Opération policière sans précédent

Comment le FBI a pu lire 27 millions de messages chiffrés échangés par des milliers de criminels

En collaboration avec les forces de l'ordre internationales, le FBI a permis 800 arrestations dans le milieu du crime organisé, ainsi que la saisie de plus de 48 millions de dollars. Une opération basée sur l’accès à 27 millions de messages échangés via l'application prétendument sécurisée Anom, en réalité développée et gérée par le FBI. Plongée dans les coulisses de cette opération policière sans précédent.

(Source: Domaine public)
(Source: Domaine public)

C’est l’hécatombe dans la sphère du crime organisé: 800 arrestations, 700 domiciles fouillés dans 16 pays, 8 tonnes de cocaïne, 22 tonnes de cannabis, 2 tonnes d’amphétamine et méthamphétamine, 250 armes à feu et l'équivalent de plus de 48 millions de dollars en diverses devises et crypto-monnaies ont été saisis par les forces de l'ordre en Europe, aux Etats-Unis, au Canada, en Australie et en Nouvelle-Zélande.

12’000 appareils ont été vendus à plus de 300 syndicats du crime

Baptisée Trojan Shield, l’opération doit son succès au système de communication Anom, promu comme inviolable, constitué d’un appareil et d’une application de messagerie chiffrée. Le système était devenu populaire chez les criminels, qui s’en servaient pour échanger à l'abri des techniques de surveillance et d'interception des forces de l'ordre. Sauf que le système a été développé et était géré depuis 2019 par le FBI, en étroite collaboration avec la police australienne, ont communiqué l’agence de police fédérale US et Europol. Disponible sur la Toile, le dossier judiciaire sur cette opération indique que le système Anom coûtait 2000 dollars. Il était devenu spécialement populaire depuis que les forces de l'ordre avaient démantelé des systèmes de messagerie ciblant le même public, à savoir Phantom, EncroChat et Sky ECC. Le coup d'arrêt infligé à ce dernier, en mars 2021, a fait tripler l’adoption d’Anom, rapidement passée de 3000 à 9000 utilisateurs actifs. Le FBI précise que depuis octobre 2019, plus de 12’000 appareils ont été vendus à plus de 300 syndicats du crime opérant dans plus de 100 pays, dont le crime organisé italien, des gangs de motards et divers trafiquants de drogue opérant à l'échelle internationale.

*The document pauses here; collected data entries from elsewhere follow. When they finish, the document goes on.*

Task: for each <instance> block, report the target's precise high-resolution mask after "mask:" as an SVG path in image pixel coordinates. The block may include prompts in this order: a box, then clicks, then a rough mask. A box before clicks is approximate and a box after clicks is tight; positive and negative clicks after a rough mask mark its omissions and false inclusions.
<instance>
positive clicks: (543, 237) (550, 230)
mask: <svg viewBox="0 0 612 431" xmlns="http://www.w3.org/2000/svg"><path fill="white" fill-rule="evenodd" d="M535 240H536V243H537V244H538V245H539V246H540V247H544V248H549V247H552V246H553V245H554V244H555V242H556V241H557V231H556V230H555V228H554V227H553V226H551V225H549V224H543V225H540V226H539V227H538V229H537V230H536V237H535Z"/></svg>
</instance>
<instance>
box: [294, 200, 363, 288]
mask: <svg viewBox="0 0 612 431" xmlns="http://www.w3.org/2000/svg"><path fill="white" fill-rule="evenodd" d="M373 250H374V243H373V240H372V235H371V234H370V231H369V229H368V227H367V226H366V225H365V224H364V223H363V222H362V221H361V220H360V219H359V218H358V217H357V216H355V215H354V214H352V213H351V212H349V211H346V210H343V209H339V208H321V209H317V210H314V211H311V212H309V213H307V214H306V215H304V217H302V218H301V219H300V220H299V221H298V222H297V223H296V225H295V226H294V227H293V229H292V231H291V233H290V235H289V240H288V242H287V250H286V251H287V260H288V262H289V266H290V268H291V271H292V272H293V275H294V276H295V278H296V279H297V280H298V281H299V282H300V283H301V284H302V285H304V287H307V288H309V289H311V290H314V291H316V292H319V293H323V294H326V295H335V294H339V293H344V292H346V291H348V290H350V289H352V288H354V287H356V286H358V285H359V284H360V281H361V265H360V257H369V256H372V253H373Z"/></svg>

Un système basé sur celui développé par un individu connu du milieu criminel

L’origine de l’opération Trojan Shield remonte au démantèlement de Phantom et à l’arrestation de son CEO en 2018. Le FBI explique avoir alors recruté une «Source Humaine Confidentielle», connue dans le milieu de la criminalité comme distributeur des systèmes Phantom et Sky ECC. Cet individu avait en parallèle réalisé d'importants investissements pour développer sa propre solution de communication chiffrée. Il a accepté de distribuer Anom, basé sur son propre système cédé au FBI. L’agence US et la police australienne l'ayant modifié en y intégrant un système de clé s’associant subrepticement à chaque message et permettant aux forces de l'ordre de le décrypter et de le stocker. La procédure se déroule en réalité en plusieurs étapes, le message étant re-chiffré au sein d’un serveur situé en dehors des Etats-Unis, puis envoyé sur un second serveur appartenant au FBI, où il est à nouveau déchiffré. Au total, le FBI a collecté pas moins de 27 millions de messages.

En dévoilant publiquement que le FBI était aux commandes du système Anom, la justice US espère «briser toute confiance dans l'industrie des dispositifs cryptés renforcés», explique Randy Grossman, procureur américain par intérim.